Sampai di taman, ternyata maya sudah duduk disebuah kursi, dengan wajah yang gelisah. Abdul melihat raut wajah itu dari kejauhan, lalu dia menghampirinya.
“Eh, uda sampai duluan ya, may?” tanya abdul.
“Iya, Dul. Nih minum dulu.” Dengan wajah cemberut maya menawarkan minuman kepada abdul. Dan abdul meraihnya.
“Ehh. Makasih, may. Tapi gue nggak haus lagi kayak kemaren itu lho. Hehe,”
“Hahahaa.. iya iya, Dul.” Wajah cemberut maya seketika disulap oleh kehadiran abdul, “sini duduk, Dul.” Maya menggeser posisi duduknya.
“Ehmm. Tadi kok cemberut, kenapa?” abdul masih resah dengan wajah gelisah maya tadi.
“Ha? Cemberut? Nih lagi senyum, abduuul!” maya mencoba memberikan senyuman untuk abdul.
“Iyaa. Tapi tadi, sebelum aku kesini, aku liat kamu cemberut gitu.”
“Ehmm... nggak papa. Lagi suntuk aja.”
Maya lalu terdiam.
“May, aku minta maaf ya sama kamu.”
“Maaf? Maaf kenapa?” maya tak tahu dengan maksud abdul.
“Sepertinya, semenjak kamu deket sama aku, kamu jadi banyak masalah deh.” Abdul langsung memperjelas.
“Masalah? Masalah apa?” maya benar-benar nggak tahu maksud abdul.
“Ya... Masalah aja. Padahal baru sehari bareng sama aku. Kayaknya kita memang tidak ditakdirkan untuk bersama.” Abdul tertunduk.
“Masalah? Takdir? Aku bener-bener nggak tahu deh apa maksud kamu.” Dengan ekspresi curiga, maya mendekatkan wajahnya ke abdul.
“Coba kamu bayangin aja. Dari pagi kamu bareng sama aku, kamu jadi telat berangkat sekolah, urusan sama Pak Gito, terus dihukum. Belum lagi sampai kelas kamu diejekin teman sekelas, digosipin ini itu sama teman-teman. Itu semua gara-gara aku kan?” abdul berterus terang.
“Ohh. Ituu,” maya tersenyum. Seolah baru tahu apa yang dimaksud abdul.
“Abdul, kamu nggak usah merasa bersalah gitu deh. Dari pagi aku juga merhatiin kamu kayaknya kamu merasa bersalah banget gitu sama aku,” maya meminum Ice Tea digenggamannya, lalu kembali berbicara.
“Kalau kejadian sehari ini, aku nggak jadiin itu semua masalah kok. Lagian aku ngrasa asyik aja, kalo nglakuin itu semua sama kamu.” Maya tersenyum, abdul salah tingkah.

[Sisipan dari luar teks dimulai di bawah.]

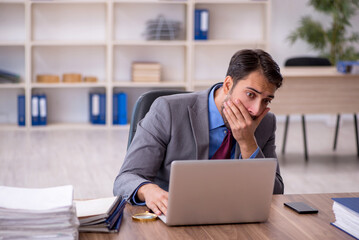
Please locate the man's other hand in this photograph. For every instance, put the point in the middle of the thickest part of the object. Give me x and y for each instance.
(155, 197)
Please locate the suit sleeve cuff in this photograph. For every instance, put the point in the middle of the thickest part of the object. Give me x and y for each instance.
(253, 154)
(134, 199)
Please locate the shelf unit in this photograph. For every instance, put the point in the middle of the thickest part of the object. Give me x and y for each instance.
(102, 38)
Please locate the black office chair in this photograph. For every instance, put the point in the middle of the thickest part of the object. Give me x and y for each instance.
(302, 62)
(142, 106)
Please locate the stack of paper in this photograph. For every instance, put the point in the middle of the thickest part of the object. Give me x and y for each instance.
(100, 215)
(346, 212)
(146, 72)
(46, 213)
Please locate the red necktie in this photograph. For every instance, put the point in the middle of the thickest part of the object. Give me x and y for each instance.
(224, 151)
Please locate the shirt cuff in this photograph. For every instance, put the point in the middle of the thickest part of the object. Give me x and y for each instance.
(134, 198)
(253, 154)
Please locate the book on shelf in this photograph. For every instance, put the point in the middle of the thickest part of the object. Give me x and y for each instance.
(21, 110)
(38, 213)
(8, 77)
(201, 24)
(100, 215)
(346, 211)
(146, 72)
(38, 109)
(97, 108)
(120, 108)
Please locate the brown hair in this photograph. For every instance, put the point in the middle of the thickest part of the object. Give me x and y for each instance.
(247, 61)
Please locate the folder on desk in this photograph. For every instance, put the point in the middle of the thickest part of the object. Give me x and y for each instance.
(42, 109)
(100, 215)
(122, 108)
(21, 110)
(102, 119)
(35, 116)
(346, 211)
(115, 109)
(94, 108)
(201, 24)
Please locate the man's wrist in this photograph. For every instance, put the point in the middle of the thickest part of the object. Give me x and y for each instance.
(141, 193)
(248, 148)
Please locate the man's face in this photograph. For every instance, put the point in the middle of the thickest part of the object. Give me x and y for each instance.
(255, 93)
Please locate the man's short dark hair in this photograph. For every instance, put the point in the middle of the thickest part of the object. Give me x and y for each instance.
(247, 61)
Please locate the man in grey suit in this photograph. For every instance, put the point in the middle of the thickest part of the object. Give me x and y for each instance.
(193, 126)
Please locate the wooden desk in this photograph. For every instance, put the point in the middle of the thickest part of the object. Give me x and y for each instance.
(283, 223)
(316, 90)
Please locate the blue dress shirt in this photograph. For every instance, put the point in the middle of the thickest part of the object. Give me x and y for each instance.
(217, 132)
(217, 129)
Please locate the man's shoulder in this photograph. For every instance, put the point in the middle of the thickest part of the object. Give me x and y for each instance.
(184, 99)
(268, 122)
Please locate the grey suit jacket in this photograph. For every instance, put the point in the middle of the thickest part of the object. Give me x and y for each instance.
(176, 128)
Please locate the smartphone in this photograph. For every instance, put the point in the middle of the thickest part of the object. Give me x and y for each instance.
(301, 207)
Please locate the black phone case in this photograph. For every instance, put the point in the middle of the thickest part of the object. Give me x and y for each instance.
(301, 207)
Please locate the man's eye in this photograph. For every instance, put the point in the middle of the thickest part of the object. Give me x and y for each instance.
(249, 94)
(267, 101)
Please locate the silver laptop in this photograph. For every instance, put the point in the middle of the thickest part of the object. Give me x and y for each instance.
(220, 191)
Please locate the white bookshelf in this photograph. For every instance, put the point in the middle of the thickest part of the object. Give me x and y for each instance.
(102, 38)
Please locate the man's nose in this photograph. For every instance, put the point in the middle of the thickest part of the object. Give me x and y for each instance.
(255, 109)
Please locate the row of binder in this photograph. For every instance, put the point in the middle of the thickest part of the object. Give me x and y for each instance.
(38, 110)
(97, 109)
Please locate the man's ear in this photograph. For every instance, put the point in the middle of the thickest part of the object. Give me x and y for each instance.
(227, 84)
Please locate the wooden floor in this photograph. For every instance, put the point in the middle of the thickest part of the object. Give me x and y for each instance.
(90, 159)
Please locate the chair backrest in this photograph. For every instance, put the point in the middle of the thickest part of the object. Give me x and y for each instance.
(307, 61)
(142, 106)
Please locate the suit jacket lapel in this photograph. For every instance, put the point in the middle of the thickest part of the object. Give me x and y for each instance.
(198, 114)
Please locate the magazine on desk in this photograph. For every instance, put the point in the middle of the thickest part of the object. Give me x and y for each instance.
(37, 213)
(100, 215)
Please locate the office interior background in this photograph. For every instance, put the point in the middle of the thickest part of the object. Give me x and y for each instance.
(41, 37)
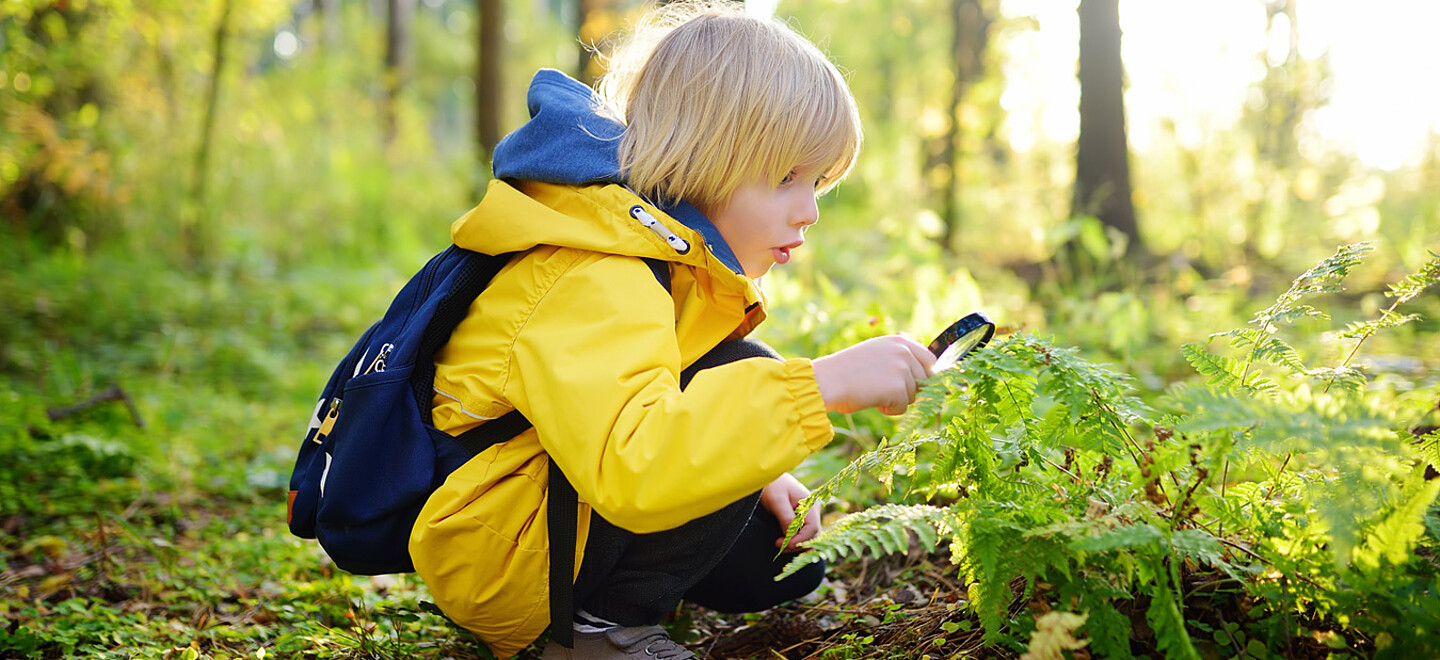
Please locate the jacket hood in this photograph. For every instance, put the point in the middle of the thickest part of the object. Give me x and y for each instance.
(569, 143)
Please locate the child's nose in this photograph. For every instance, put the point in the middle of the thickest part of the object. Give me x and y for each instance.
(807, 213)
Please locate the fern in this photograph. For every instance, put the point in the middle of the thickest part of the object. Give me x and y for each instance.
(879, 531)
(1224, 372)
(1322, 277)
(1429, 447)
(1060, 479)
(1109, 630)
(1394, 536)
(1403, 291)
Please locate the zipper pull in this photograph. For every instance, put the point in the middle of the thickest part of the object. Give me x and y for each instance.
(380, 358)
(676, 242)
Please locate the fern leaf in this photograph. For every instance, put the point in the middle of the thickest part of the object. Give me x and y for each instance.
(1396, 535)
(1413, 284)
(1429, 447)
(1168, 623)
(1224, 372)
(1387, 320)
(1322, 277)
(1142, 536)
(1109, 630)
(1350, 379)
(877, 531)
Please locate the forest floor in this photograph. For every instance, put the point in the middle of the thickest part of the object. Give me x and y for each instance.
(212, 577)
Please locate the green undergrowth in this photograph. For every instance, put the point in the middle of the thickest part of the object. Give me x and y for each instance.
(1270, 507)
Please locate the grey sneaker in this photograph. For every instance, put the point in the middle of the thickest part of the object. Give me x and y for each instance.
(642, 641)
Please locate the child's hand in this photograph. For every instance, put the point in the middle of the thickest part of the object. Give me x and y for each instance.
(781, 499)
(882, 373)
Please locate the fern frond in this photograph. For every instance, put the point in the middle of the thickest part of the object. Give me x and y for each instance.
(1288, 425)
(1413, 284)
(1224, 372)
(879, 531)
(1322, 277)
(1129, 538)
(1350, 379)
(1397, 533)
(1108, 629)
(988, 543)
(1168, 621)
(1387, 320)
(1429, 447)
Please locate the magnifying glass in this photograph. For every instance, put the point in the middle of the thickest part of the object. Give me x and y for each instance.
(961, 339)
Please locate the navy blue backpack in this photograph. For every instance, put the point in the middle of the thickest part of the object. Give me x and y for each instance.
(372, 454)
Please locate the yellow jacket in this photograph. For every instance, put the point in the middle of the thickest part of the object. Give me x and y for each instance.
(581, 339)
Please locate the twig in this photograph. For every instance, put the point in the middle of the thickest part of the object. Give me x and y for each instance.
(110, 394)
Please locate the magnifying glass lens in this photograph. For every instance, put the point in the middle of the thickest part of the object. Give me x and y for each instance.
(958, 340)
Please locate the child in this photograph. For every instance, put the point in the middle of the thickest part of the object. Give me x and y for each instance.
(674, 430)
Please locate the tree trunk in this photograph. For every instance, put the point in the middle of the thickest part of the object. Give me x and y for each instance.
(396, 64)
(1102, 160)
(968, 51)
(329, 13)
(490, 49)
(196, 232)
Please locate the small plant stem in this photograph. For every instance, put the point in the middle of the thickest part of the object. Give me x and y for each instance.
(1270, 490)
(1355, 349)
(1062, 469)
(1224, 479)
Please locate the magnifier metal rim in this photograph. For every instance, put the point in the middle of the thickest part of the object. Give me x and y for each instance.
(969, 323)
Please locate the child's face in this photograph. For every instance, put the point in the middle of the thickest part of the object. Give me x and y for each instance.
(763, 222)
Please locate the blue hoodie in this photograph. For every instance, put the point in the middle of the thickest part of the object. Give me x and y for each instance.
(568, 141)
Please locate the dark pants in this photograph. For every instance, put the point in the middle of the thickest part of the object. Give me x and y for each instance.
(725, 561)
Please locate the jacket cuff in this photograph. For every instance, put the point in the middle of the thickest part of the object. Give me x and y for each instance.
(814, 421)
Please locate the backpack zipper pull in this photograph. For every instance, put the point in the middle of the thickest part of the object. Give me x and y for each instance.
(380, 358)
(329, 424)
(676, 242)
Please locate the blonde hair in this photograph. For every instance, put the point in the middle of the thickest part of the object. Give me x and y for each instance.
(713, 98)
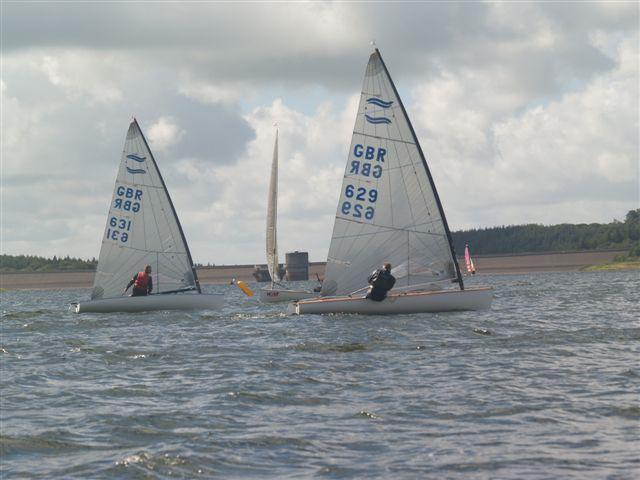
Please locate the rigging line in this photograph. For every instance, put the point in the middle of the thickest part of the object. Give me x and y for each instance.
(384, 228)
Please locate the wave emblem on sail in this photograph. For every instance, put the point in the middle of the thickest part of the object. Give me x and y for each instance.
(388, 209)
(378, 102)
(377, 120)
(142, 229)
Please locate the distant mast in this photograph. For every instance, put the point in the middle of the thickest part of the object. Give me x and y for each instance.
(272, 215)
(471, 269)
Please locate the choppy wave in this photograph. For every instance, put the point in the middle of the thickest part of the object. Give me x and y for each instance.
(544, 385)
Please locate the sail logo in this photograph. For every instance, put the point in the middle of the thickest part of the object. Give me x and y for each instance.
(377, 120)
(138, 159)
(379, 103)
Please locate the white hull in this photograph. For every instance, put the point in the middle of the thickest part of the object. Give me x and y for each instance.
(152, 302)
(272, 295)
(413, 302)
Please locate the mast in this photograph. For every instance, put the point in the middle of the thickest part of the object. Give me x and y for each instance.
(272, 218)
(426, 167)
(175, 215)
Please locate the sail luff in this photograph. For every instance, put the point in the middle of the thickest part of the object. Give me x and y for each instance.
(173, 210)
(272, 217)
(426, 167)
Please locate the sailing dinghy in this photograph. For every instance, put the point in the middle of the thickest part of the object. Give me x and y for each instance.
(143, 229)
(389, 211)
(276, 292)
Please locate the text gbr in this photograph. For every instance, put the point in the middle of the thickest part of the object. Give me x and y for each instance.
(128, 200)
(365, 168)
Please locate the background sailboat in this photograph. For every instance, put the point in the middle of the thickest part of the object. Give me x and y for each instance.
(143, 229)
(276, 292)
(389, 211)
(471, 268)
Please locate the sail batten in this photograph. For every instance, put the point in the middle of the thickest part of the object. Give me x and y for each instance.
(389, 209)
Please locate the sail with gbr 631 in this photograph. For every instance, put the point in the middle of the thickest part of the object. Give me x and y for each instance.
(143, 229)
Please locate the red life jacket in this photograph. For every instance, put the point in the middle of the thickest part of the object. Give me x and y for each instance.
(142, 280)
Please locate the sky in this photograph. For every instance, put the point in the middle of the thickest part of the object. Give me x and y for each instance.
(526, 112)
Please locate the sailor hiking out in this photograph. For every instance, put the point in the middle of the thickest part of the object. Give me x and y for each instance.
(380, 282)
(142, 283)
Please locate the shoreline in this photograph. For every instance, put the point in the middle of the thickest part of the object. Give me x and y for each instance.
(595, 260)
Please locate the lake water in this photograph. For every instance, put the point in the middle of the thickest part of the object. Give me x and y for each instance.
(544, 385)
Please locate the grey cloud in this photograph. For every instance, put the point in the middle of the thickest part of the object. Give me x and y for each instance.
(259, 43)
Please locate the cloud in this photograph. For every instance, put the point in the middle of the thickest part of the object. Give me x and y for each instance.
(164, 133)
(526, 111)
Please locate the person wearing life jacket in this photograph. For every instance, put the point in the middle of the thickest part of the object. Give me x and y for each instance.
(142, 283)
(380, 282)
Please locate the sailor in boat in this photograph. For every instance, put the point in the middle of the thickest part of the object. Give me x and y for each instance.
(380, 282)
(142, 283)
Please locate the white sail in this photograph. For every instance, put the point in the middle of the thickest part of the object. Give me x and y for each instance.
(272, 214)
(388, 210)
(142, 228)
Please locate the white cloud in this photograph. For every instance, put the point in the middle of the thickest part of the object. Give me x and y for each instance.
(85, 73)
(527, 112)
(164, 133)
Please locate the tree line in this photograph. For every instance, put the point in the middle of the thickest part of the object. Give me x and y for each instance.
(483, 241)
(554, 238)
(33, 263)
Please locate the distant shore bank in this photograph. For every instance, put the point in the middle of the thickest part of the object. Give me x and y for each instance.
(487, 264)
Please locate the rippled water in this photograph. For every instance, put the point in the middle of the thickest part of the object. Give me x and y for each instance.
(545, 385)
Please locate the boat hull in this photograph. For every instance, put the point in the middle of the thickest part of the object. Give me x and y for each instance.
(151, 303)
(413, 302)
(272, 295)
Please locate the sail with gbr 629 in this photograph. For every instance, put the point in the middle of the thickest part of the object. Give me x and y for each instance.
(389, 211)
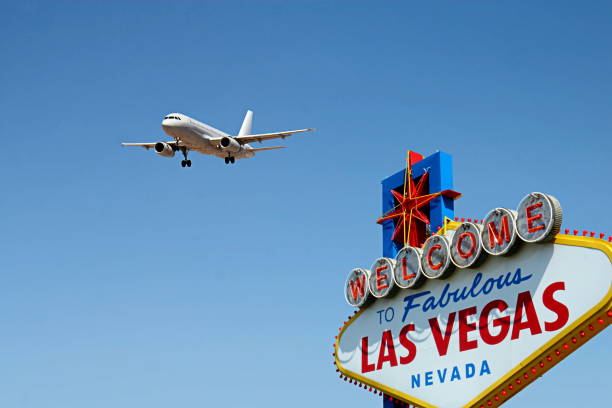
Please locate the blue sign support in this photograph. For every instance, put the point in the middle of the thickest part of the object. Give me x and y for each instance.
(440, 168)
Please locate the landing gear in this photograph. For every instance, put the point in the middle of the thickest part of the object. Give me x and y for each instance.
(185, 162)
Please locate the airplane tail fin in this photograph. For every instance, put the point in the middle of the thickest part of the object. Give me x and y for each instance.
(247, 124)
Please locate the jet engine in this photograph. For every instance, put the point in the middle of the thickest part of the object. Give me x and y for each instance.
(229, 144)
(164, 149)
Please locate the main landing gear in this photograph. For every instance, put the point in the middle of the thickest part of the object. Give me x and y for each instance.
(185, 162)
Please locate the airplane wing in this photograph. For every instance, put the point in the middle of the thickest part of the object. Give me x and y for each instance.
(261, 149)
(148, 145)
(261, 137)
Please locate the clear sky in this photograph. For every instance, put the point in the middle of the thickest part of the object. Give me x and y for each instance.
(128, 281)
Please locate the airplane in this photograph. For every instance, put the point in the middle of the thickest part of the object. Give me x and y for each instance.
(189, 134)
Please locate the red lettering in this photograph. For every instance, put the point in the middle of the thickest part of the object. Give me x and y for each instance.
(387, 351)
(524, 302)
(381, 278)
(496, 237)
(357, 287)
(442, 340)
(465, 328)
(462, 254)
(502, 322)
(405, 275)
(365, 366)
(555, 306)
(531, 218)
(408, 345)
(433, 266)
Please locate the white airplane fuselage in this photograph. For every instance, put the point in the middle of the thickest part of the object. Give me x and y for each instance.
(192, 135)
(196, 136)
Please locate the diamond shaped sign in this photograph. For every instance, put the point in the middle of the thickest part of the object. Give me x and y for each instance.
(475, 336)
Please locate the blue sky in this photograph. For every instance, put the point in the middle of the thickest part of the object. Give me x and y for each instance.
(127, 280)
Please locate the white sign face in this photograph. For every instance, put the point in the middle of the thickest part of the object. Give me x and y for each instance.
(449, 342)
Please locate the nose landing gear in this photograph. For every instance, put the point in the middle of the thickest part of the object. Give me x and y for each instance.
(185, 162)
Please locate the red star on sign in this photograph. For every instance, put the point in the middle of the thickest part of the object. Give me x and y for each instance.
(409, 220)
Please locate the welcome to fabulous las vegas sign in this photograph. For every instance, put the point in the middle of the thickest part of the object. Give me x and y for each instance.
(478, 311)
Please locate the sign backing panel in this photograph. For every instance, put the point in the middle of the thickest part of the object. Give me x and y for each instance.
(454, 362)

“Kalau masalah gosip-gosip, ocehan orang, trus alex. Aku uda nggak peduliin mereka kok. Yang kubutuhkan hanya kebahagiaan, hidup nyaman dan tenang. Biarin aja mereka mau bilang apa, itu semua bukan urusanku.”
Abdul hanya terdiam. Menatap wajah maya yang selalu tersenyum.
“Nah, Dul. Alasan aku ngajak kamu kesini tuh sebenernya itu, aku nggak pengen kamu mikirin itu semua. Aku cuman pengen seneng-seneng sama kamu. Berdua... Bercanda... Bahagia...” senyuman maya semakin mengembang.
Abdul tak mampu lagi berkata. Ia hanya tersenyum tanpa kata yang terucap.
“Aku... Udah lama lho, memimpikan moment seperti ini sama kamu, bahkan sebelum aku jadian sama Alex.” Wajah maya kini dipenuhi dengan senyuman malu.
Abdul tersentak, melongo. Dan masih tak sanggup berkata. Lidahnya seperti berada dalam suhu nol derajat, beku. Berkali-kali ia mau berkata, tapi hanya kata gugup yang keluar dari mulutnya.
Abdul berangan, harapannya selama ini tak sia-sia. Karena ternyata, maya juga menyimpan perasaan yang sama. Ia ternyata juga udah lama memimpikan kebersamaan ini. Pernyataan itu yang membuat abdul tak mampu berkata. Hatinya seakan meledak dengan apa yang maya katakan.
Dan sampai sore hari, mereka hanya menghabiskan waktu mereka di taman dekat sekolahan itu. Dan ketika matahari yang hampir tenggelam mengingatkan mereka, mereka beranjak pulang menuju ke Pesantren dengan berjalan kaki.
Sesampainya di pertigaan Pesantren. Di jalan yang memisahkan Pesantren Putra dan Pesantren Putri, sebelum berpisah, abdul berkata,
“May, aku tidak akan pernah melupakan moment-moment indah bersamamu seperti ini.” Abdul berkata sambil memegang tangan maya.
Maya menjawab, “aku juga ingin mengulangi moment-moment indah seperti ini, bersamamu.”